We are in the enterprise content management business or more explicitly in the information management business and we provide a range of solutions including contract management, records management, document management, asset management, HR management, policy management, etc. We are a software company that designs and develops its own products. We also develop and provide all the services required to make our products work once installed at the customer’s site.
However, we aren’t in the ‘creating innovative software’ business even though that is what we do; we are really in the ‘selling our innovative software’ business because without sales there would be no business and no products and no services (and no employees).
We have been in business for nearly 30 years and have watched and participated as both technology and practices have evolved over that time. Some changes are easy to see. For example, we no longer product paper marketing collateral, we produce all of our marketing collateral in HTML or PDF form for delivery via our website and email. We also now market to the world via our website and the Internet, not just to our ‘local’ area.

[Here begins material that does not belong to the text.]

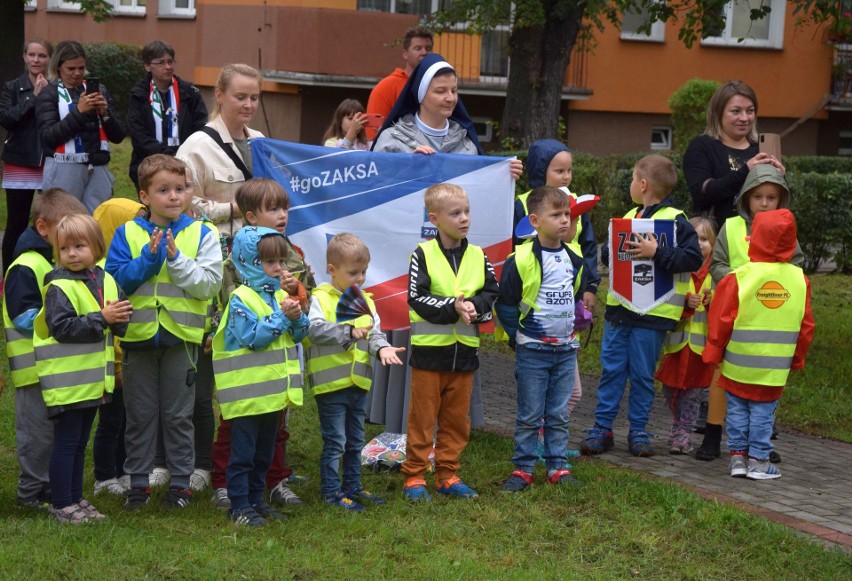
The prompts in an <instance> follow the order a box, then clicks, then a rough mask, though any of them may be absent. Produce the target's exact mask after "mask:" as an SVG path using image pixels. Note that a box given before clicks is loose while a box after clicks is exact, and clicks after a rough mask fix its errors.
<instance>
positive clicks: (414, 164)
mask: <svg viewBox="0 0 852 581" xmlns="http://www.w3.org/2000/svg"><path fill="white" fill-rule="evenodd" d="M251 148H252V161H253V165H254V167H253V175H254V176H255V177H268V178H272V179H274V180H276V181H277V182H279V183H280V184H282V185H283V186H284V188H285V189H286V190H287V191H288V193H289V194H290V215H289V219H288V223H287V233H288V235H294V234H298V233H299V232H302V231H304V230H308V229H310V228H313V227H316V226H318V225H320V224H325V223H328V222H331V221H333V220H337V219H340V218H343V217H346V216H349V215H352V214H356V213H358V212H362V211H365V210H369V209H371V208H375V207H376V206H380V205H382V204H385V203H388V202H391V201H394V200H397V199H399V198H402V197H405V196H407V195H410V194H412V193H415V192H418V191H421V190H423V189H425V188H427V187H429V186H431V185H433V184H436V183H441V182H445V181H449V180H452V179H454V178H458V177H459V176H461V175H463V174H467V173H470V172H471V171H474V170H477V169H481V168H484V167H488V166H491V165H494V164H496V163H500V162H502V161H503V159H504V158H499V157H482V156H459V155H447V154H440V153H436V154H434V155H419V154H409V155H400V154H398V153H374V152H369V151H352V150H341V149H332V148H328V147H322V146H317V145H303V144H298V143H290V142H286V141H278V140H275V139H254V140H252V142H251Z"/></svg>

Another major area of change has been the interface between the customer and the vendor. Many companies today no longer provide a human-face interface. Most big companies and government agencies no longer maintain a shopfront; they require you to deal with them via a website. Some don’t even allow a phone call or email; your only contact is via a web form.
Sometimes the website interface works but mostly it is a bit hit and miss and a very frustrating experience as the website fails or doesn’t offer the option you need. My pet hate is being forced to fill in a web form and then never hearing back from the vendor. Support is often non-existent or very expensive. From my viewpoint, a major failing of the modern paradigm is that I more often than not cannot get the information I need to evaluate a product from the website. This is when I try to find a way to ask them to please have a sales person contact me as I need to know more about their product or service.

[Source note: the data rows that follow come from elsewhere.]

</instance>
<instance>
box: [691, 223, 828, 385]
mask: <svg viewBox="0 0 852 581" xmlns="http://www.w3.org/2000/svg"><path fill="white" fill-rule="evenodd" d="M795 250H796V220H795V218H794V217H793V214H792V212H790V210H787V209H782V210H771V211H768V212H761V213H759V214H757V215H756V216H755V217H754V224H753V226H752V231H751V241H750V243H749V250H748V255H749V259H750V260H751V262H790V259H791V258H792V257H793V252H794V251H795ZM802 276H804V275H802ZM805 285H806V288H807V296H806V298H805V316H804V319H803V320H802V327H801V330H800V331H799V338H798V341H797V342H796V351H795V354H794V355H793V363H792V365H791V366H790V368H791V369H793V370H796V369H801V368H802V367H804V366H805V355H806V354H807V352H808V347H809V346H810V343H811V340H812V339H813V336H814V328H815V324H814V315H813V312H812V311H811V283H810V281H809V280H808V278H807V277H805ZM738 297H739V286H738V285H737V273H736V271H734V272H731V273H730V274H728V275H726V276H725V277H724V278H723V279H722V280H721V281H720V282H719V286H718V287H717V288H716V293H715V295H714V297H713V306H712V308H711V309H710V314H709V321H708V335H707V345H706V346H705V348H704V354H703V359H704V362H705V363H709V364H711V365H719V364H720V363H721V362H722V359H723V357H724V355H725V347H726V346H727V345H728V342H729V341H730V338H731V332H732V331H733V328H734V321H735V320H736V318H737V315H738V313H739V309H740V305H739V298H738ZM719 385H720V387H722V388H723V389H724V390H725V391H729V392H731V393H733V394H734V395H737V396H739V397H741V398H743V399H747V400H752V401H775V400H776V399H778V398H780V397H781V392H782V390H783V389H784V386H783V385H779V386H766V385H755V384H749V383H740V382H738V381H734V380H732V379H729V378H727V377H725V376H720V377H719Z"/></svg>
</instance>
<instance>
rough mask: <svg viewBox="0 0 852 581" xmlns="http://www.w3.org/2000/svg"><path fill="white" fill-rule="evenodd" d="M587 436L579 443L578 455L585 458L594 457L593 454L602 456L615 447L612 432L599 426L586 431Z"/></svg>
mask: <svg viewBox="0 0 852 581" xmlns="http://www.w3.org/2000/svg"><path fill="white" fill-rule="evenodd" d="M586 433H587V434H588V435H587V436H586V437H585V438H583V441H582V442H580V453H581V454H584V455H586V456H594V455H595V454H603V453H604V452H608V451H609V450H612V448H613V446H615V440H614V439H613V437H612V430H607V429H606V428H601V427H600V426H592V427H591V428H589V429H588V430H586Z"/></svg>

I look forward to a sales person contacting me because I know what I want and I know what questions I need answers to. However, the sad truth is that I am rarely contacted by a sales person (and I refuse to speak to anyone from an Indian call centre because I have no wish to waste my time). However, experience with my customers and prospects tells me that not everyone is as enamoured with sales people as I am. In fact, many of the people I have contact with are very nervous of sales people, some are even afraid of them.
Unfortunately for me, we aren’t in a business where we can sell our products and services via a webpage and cart checkout. We need to understand the customer’s business needs before we can provide a solution so we need to employ high quality sales people who are business savvy and really understand business processes. It is not until I know enough to be able to restate the customer’s requirement in detail that I am in a position to make a sale. Conversely, the customer isn’t going to buy anything from me until he/she is absolutely sure I understand the problem and can articulate the solution.
So, in my industry I rely on a human interface and that usually means a sales person. But, do I really need a sales person and do my customers and prospective customers really want to speak to a sales person? Is there a more modern alternative? Please trust me when I say I have pondered this question many, many times.
Those in my business (selling information management solutions) will know how hard it is to find a good sales person and how hard it is to keep them. The good ones are less than ten-percent of the available pool and even after you hire them they are still besieged by offers from recruiters. Finding and retaining good sales people is in my opinion the biggest problem facing all the companies in our industry. They are also the most expensive of human resources and after paying a recruitment fee and a big salary you are then faced with the 80:20 rule; that is, 20% of the sales force produces 80% of your revenues.
Believe me, if I could find a way to meet my sales targets without expensive and difficult to manage sales people I would. However, as our solutions are all about adapting our technology to the customer’s often very complex business processes this is not a solution that can be sold via a website or automated questionnaire; it requires a great deal of skill and experience.
So for now dear customer, please deal with my sales person; he or she is your best chance of solving that vexing problem that is costing your organization money and productivity. All you really need to do is be very clear about what you want and very focussed on the questions you want answered. There is nothing to be afraid of because if you do your homework you will quickly be able to differentiate the good sales person from the bad sales person and then take the appropriate action. I never deal with a bad sales person and nor should you. I also really enjoy dealing with a professional sales person who knows his/her business and knows how to research and qualify my needs.
A good sales person uses my time wisely and saves me money. A bad sales person doesn’t get the chance to waste my time. This should be your approach too; be happy and willing to deal with a sales person but only if he/she is a professional and can add value to your business.
Sales people call this the value proposition. More explicitly; if the sales person is not able to articulate a value proposition to the customer that resonates with the customer then he/she shouldn’t be there. Look for the value proposition; if it isn’t apparent, close the meeting. Make each and every sales person understand, if they aren’t able to articulate a value proposition for your business then there is no point in continuing the conversation.
Dealing with a sales person isn’t difficult; it is all up to you to know what you want (the value proposition) and what questions to ask. Do your preparation and you will never fear a sales person again.